Skip to contents

Downloads and returns a catalog of datasets and resources from Peru's open data portal. Uses intelligent chunked loading to handle API limitations. Can get partial or complete catalogs based on target size.

Usage

po_catalog(
  refresh = FALSE,
  verbose = TRUE,
  target_size = NULL,
  extend_existing = FALSE
)

Arguments

refresh

Logical. Force refresh of cached catalog (default FALSE)

verbose

Logical. Show progress messages (default TRUE)

target_size

Integer. Number of datasets to fetch (default NULL = try all 3954)

extend_existing

Logical.

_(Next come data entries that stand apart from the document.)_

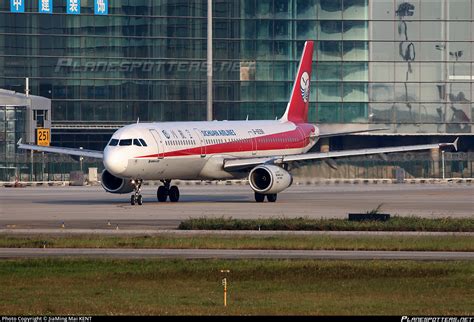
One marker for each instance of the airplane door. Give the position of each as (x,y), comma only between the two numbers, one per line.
(253,139)
(302,136)
(159,143)
(201,142)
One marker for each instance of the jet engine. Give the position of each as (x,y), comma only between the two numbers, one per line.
(269,179)
(115,184)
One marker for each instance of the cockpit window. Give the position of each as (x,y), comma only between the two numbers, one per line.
(125,142)
(113,142)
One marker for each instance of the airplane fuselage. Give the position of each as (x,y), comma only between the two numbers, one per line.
(197,150)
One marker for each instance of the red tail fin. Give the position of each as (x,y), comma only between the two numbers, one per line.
(297,109)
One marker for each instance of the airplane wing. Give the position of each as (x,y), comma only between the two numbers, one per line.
(242,163)
(60,150)
(331,134)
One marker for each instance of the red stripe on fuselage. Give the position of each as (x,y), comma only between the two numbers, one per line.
(277,141)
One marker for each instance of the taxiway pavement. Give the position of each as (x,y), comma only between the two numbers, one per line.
(92,207)
(232,254)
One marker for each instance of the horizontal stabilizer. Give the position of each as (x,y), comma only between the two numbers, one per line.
(61,150)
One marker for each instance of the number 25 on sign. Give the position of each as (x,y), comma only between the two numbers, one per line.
(42,137)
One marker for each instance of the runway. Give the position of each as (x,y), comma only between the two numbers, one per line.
(92,207)
(232,254)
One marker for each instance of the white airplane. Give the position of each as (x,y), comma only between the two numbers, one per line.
(263,151)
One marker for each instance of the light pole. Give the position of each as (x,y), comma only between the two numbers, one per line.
(81,158)
(442,163)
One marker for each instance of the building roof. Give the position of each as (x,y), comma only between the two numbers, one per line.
(12,98)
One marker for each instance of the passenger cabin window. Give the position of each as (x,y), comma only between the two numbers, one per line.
(125,142)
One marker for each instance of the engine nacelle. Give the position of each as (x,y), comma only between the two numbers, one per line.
(269,179)
(115,184)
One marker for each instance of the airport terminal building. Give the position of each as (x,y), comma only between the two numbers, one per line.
(403,65)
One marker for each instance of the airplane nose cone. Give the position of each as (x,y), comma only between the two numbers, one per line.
(114,162)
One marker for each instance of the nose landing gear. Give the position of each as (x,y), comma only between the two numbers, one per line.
(166,191)
(136,198)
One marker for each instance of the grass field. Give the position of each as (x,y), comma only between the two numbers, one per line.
(315,242)
(395,223)
(193,287)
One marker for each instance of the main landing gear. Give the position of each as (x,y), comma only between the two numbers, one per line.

Add more data to existing catalog (default FALSE)

Value

A list containing:

datasets

Tibble with all datasets and summary information

resources

Tibble with all resources linked to parent datasets

summary

List with catalog statistics and metadata

Examples

if (FALSE) { # \dontrun{
# Get a working subset (1000-1500 datasets)
catalog <- po_catalog(target_size = 1500)

# Get more coverage progressively
catalog <- po_catalog(target_size = 2500)

# Try to get everything (may timeout)
catalog <- po_catalog()

# Extend existing catalog with more data
more_catalog <- po_catalog(target_size = 3000, extend_existing = TRUE)

# Find all CSV files under 50MB
csv_files <- catalog$resources %>%
  filter(format == "CSV", size_mb < 50)

# Find datasets by organization
minsa_data <- catalog$datasets %>%
  filter(grepl("MINSA", organization))
} # }